# Standardbreds!



## BudAndRocky (Jan 21, 2014)

Hi I was wondering why some people don't like Standardbreds? I have 2 and they are amazing and well behaved and really friendly so why does some people hate them? I was at a horse auction once and I was looking at this sb and this 7 year old girl walks past and says " eww it's just a ugly old standardbred " !!!!!!!! The sb was a total sweetheart to! And this was coming from a 7 year old girl!


----------



## Zexious (Aug 2, 2013)

Everyone has preferences. I will say that, while they're not a particularly popular breed, I've never really met anyone who had any sort of prejudice against them.


----------



## rookie (May 14, 2012)

I have met a ton of people who dislike them. I regard them as narrow minded. A lot of it comes from just flat out lack of awareness. There are auction houses that don't even show the standardbreds they just straight away sell them to the kill buyers because no one else will bid on them. In my experience, standardbreds are smart willing and very attractive. There are ugly horses in every breed. I have had people say our standardbred was "too pretty" to be a standardbred. They really thought I was lying. I had people ask me if they can jump or if they can canter. Which when you think about it are pretty silly questions because they are horses.


----------



## BlueSpark (Feb 22, 2012)

my experiences with standardbreds have been very mixed. I have ridden some great ones, that were versatile, quiet, athletic, with tons of work ethic and a great attitude, and then I have worked with the other end of the spectrum: Odd personalities, disproportionately large heads, clumsy and very hard to retrain to normal gaits. I don't know many people that want a horse that wont canter, refuses to trot, only pace, or dislikes any gait but a trot(in various degrees of teeth rattling speeds.). 
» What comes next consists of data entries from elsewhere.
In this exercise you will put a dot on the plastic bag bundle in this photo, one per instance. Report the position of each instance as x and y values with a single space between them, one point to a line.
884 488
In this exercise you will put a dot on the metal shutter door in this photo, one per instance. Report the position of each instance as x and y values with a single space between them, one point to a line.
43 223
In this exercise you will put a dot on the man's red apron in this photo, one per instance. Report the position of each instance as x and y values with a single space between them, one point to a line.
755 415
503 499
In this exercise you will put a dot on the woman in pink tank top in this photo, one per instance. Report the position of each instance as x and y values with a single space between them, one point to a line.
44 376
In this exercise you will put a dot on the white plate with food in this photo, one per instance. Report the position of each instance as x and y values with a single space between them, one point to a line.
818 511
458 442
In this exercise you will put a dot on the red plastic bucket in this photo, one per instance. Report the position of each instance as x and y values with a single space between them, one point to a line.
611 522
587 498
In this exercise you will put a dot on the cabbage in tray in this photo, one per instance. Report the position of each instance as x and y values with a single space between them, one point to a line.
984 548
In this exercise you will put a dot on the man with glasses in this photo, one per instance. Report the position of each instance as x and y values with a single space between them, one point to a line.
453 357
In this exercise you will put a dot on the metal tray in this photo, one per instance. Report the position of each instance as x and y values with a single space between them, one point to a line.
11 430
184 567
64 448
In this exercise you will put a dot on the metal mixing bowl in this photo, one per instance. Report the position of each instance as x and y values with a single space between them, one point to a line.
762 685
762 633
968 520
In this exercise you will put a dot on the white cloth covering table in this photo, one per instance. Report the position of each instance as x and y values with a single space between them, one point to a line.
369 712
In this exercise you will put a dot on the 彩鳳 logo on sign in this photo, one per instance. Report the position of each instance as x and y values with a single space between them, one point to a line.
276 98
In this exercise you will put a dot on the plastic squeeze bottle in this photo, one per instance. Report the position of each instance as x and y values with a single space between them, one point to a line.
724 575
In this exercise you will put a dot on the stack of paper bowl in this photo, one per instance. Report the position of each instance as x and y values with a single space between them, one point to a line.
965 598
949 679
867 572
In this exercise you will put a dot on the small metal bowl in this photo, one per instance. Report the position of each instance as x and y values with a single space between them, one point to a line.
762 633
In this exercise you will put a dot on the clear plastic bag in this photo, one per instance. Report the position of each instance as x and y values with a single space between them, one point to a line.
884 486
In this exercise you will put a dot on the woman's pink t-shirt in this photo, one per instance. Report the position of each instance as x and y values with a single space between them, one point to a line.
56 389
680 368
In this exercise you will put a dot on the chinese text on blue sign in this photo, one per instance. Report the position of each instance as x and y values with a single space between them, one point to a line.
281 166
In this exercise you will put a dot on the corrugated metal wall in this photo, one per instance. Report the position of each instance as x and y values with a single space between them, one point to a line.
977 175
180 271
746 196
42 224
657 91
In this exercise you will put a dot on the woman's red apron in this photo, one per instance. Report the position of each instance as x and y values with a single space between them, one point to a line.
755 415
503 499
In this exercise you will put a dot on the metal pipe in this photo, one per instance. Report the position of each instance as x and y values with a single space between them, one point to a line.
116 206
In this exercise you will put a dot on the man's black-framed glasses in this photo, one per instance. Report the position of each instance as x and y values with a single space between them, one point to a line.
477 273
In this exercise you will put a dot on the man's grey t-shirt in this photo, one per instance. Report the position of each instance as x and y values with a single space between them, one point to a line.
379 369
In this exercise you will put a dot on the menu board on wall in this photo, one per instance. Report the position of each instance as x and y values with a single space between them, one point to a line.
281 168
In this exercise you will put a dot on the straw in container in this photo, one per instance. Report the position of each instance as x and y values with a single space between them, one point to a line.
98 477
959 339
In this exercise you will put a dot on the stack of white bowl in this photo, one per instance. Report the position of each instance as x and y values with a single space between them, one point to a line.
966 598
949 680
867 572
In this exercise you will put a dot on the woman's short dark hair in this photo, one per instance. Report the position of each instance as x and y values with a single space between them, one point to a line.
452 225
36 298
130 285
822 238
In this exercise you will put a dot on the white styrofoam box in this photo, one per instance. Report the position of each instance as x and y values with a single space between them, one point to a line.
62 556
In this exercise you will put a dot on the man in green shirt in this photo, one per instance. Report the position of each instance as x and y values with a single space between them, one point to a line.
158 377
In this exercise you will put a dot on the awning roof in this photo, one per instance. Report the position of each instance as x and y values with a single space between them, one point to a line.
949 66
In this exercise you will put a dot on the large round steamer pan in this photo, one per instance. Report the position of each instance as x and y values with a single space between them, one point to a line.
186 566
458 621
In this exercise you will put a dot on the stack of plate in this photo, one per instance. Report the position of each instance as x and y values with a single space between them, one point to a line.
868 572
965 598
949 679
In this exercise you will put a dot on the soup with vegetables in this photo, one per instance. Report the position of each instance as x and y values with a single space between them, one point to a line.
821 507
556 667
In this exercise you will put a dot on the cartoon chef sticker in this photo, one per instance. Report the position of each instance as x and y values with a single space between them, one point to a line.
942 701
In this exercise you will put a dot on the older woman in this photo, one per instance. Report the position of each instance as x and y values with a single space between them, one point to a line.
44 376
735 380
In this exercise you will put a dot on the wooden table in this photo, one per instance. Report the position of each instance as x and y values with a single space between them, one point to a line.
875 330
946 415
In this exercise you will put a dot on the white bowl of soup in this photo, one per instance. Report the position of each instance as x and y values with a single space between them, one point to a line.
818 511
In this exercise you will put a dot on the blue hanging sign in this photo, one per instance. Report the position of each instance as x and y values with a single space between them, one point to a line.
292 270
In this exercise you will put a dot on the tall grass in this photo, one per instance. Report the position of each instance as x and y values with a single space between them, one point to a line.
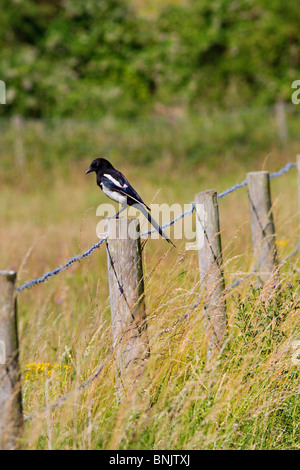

the good ones are amazing, and the bad ones are...not. I would definitely consider owning one in the future.


----------



## wakiya (Feb 7, 2009)

There's a stb track near where I live and the man I board Wakiya with boards racers. Most of them are very nice. A few we're crazy one had literally the ugliest head I've ever seen in a horse. Most are cute.
_Posted via Mobile Device_


----------



## ForeverSunRider (Jun 27, 2013)

I don't have any experience with them - they're just uncommon by me, I guess. We have mostly QH's and Arabians in my neck of the woods. I've never heard much bad about them though - I would assume they're just another breed and their mares are a bit snotty and their stallions are cocky and their geldings are a bit mellow - much like the genders of any other breed. 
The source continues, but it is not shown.